Thanks HovR this is all good information. I will be a bike guru eventually. Can I ask then when doing hard climbs you are better off in a rear cog that is less than 32 teeth, and so if the rear cassette has say 10 cogs and the largest is 36 teeth then it is no good for hard climbs? Or am I getting confused?

Thanks again


----------



## HovR (4 Sep 2014)

Alan Farroll said:


> Can I ask then when doing hard climbs you are better off in a rear cog that is less than 32 teeth, and so if the rear cassette has say 10 cogs and the largest is 36 teeth then it is no good for hard climbs? Or am I getting confused?
> 
> Thanks again



Getting slightly confused.  In terms of getting the lowest possible gear, which will make climbing up hills the easiest, you want a cassette with the biggest possible large cog. So a 36 tooth will give you a lower gear than a 32 tooth, therefore the 36 tooth will give you more hill-climbing ability.

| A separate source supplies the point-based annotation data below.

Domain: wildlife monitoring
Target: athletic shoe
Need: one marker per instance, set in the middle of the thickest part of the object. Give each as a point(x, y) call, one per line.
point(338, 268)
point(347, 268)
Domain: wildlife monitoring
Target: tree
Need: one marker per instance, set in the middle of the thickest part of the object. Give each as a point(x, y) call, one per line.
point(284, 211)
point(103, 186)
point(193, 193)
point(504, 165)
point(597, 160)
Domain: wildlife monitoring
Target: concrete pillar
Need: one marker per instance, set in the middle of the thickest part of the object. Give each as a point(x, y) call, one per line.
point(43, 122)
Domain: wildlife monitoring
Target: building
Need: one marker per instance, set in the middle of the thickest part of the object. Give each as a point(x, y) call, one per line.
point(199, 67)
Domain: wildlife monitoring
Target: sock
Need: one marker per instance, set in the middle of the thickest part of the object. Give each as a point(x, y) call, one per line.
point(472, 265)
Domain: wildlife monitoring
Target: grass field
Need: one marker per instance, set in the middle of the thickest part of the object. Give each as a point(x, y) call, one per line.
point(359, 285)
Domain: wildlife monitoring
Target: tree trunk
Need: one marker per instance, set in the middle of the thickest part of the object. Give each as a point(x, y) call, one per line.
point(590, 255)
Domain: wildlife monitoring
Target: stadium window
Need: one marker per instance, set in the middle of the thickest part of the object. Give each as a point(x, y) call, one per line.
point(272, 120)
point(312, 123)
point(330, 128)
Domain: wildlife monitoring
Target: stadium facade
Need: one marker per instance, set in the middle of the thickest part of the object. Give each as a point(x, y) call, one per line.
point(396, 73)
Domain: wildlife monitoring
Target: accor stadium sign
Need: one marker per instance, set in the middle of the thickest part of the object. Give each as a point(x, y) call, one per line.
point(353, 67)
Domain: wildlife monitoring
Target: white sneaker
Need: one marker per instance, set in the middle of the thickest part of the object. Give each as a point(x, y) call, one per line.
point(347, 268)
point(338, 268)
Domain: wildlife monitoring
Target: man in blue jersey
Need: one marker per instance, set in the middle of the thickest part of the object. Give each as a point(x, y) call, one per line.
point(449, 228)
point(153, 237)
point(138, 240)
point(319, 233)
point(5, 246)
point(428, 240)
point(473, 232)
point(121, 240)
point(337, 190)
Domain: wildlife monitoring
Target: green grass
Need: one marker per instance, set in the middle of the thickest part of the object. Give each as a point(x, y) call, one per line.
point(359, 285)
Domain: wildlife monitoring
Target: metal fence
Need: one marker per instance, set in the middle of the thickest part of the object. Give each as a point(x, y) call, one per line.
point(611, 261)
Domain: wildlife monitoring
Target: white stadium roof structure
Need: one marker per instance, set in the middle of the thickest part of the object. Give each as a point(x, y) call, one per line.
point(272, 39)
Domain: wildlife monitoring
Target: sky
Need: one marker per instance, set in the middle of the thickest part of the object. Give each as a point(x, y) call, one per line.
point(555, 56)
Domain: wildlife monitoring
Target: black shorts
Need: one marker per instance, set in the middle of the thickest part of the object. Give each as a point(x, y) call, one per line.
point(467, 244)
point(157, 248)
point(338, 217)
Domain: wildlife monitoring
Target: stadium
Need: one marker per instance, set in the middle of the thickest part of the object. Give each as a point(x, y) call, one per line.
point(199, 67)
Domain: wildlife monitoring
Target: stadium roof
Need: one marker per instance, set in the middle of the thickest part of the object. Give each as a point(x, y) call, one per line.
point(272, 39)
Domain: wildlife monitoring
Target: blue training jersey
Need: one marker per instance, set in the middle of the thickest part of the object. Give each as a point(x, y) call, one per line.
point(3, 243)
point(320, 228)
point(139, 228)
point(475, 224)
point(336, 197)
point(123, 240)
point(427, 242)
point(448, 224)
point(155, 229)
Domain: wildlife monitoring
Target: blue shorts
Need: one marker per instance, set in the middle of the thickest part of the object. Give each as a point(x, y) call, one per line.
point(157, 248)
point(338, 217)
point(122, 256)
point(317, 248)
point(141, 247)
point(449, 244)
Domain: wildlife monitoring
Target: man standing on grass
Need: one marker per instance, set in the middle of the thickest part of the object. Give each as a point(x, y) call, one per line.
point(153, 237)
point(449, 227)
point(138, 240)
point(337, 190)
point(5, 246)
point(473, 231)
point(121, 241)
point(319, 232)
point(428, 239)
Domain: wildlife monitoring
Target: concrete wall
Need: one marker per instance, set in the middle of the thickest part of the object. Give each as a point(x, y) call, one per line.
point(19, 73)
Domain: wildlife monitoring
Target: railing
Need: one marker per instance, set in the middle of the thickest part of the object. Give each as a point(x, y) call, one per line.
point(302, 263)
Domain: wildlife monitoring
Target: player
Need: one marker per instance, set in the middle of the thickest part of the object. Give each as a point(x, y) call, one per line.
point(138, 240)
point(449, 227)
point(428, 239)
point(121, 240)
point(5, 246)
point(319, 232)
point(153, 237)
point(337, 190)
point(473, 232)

Of course this is somewhat simplified, as the terrain you're riding on will also play a part in your gear selection in order to keep traction.


----------



## Cubist (4 Sep 2014)

@Alan Farroll 

The Talon 27.5 4 2014 is on sale at Rutland cycling in a medium for £414.
http://www.rutlandcycling.com/15059...y=GBP&gclid=COy7h6j7x8ACFSgFwwodqSQA_g#buyNow


----------



## vernon (5 Sep 2014)

Alan Farroll said:


> Is Voodoo a Halfords own brand? If so that might put me off. Although one magazine I looked at recently reviewing under £600 bikes put the Voodoo bizango on the top.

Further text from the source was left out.